Short Peptide Self-Assembly in the Martini Coarse-Grain Force Field Family

CONSPECTUS: Pivotal to the success of any computational experiment is the ability to make reliable predictions about the system under study and the time required to yield these results. Biomolecular interactions is one area of research that sits in every camp of resolution vs the time required, from the quantum mechanical level to in vivo studies. At an approximate midpoint, there is coarse-grained molecular dynamics, for which the Martini force fields have become the most widely used, fast enough to simulate the entire membrane of a mitochondrion though lacking atom-specific precision. While many force fields have been parametrized to account for a specific system under study, the Martini force field has aimed at casting a wider net with more generalized bead types that have demonstrated suitability for broad use and reuse in applications from protein-graphene oxide coassembly to polysaccharides interactions.
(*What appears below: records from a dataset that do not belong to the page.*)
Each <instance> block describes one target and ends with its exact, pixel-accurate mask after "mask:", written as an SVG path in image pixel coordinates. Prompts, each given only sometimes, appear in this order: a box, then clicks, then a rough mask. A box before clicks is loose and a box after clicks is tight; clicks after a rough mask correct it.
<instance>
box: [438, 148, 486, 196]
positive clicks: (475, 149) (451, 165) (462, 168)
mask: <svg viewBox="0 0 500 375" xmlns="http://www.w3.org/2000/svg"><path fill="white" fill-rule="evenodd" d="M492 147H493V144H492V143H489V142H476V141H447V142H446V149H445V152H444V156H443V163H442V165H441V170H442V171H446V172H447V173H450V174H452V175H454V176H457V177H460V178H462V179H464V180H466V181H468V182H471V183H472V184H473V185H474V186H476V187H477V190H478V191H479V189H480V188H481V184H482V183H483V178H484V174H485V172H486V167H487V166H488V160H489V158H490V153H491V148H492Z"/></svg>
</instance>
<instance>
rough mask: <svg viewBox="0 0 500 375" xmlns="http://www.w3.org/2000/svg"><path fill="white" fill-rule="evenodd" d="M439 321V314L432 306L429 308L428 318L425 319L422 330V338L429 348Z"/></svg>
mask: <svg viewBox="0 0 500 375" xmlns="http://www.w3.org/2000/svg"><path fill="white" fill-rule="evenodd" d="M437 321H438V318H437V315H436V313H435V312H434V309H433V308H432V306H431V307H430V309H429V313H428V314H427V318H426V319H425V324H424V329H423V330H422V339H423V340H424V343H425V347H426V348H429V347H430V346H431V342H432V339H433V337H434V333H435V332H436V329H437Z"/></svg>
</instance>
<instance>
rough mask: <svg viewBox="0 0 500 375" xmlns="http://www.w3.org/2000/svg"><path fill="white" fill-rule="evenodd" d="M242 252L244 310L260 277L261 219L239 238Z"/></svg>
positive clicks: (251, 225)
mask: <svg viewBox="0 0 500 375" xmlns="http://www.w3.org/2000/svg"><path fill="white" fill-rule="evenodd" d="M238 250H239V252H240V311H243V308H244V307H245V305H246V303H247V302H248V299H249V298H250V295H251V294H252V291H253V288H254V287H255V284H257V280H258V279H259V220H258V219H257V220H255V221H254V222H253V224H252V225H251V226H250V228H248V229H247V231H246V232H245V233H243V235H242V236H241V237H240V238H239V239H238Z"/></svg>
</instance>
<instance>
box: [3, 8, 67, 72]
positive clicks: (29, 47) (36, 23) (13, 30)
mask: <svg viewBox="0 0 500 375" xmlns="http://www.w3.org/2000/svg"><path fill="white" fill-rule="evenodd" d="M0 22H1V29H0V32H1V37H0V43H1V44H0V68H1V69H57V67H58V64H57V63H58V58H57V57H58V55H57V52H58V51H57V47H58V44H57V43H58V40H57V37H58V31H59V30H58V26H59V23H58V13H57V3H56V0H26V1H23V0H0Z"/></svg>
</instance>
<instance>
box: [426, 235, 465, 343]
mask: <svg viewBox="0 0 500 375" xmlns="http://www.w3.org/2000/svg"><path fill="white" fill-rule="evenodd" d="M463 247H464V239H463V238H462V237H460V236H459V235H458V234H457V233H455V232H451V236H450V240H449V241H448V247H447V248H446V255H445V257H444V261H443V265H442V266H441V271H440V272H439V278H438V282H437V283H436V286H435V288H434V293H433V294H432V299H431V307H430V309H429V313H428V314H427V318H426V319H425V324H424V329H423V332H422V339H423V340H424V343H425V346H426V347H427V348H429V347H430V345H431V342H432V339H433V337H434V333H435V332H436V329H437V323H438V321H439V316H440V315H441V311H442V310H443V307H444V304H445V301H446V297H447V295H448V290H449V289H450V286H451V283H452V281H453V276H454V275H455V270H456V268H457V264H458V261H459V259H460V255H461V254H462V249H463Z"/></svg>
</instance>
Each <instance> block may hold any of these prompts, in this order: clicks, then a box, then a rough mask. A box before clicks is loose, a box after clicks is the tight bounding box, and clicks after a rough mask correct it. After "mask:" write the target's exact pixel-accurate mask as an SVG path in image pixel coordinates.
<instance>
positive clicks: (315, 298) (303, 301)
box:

In this Account, the progressive (Martini versions 1 through 3) and peripheral (Sour Martini, constant pH, Martini Straight, Dry Martini, etc.) developmental trajectory of the Martini force field will be analyzed in terms of self-assembling systems with a focus on short (two to three amino acids) peptide self-assembly in aqueous environments. In particular, this will focus on the effects of the Martini solvent model and compare how changes in bead definitions and mapping have effects on different systems. Considerable effort in the development of Martini has been expended to reduce the "stickiness" of amino acids to better simulate proteins in bilayers. We have included in this Account a short study of dipeptide self-assembly in water, using all mainstream Martini force fields, to examine their ability to reproduce this behavior. The three most recently released versions of Martini and variations in their solvents are used to simulate in triplicate all 400 dipeptides of the 20 gene-encoded amino acids. The ability of the force fields to model the self-assembly of the dipeptides in aqueoues environments is determined by the measurement of the aggregation propensity, and additional descriptors are used to gain further insight into the dipeptide aggregates.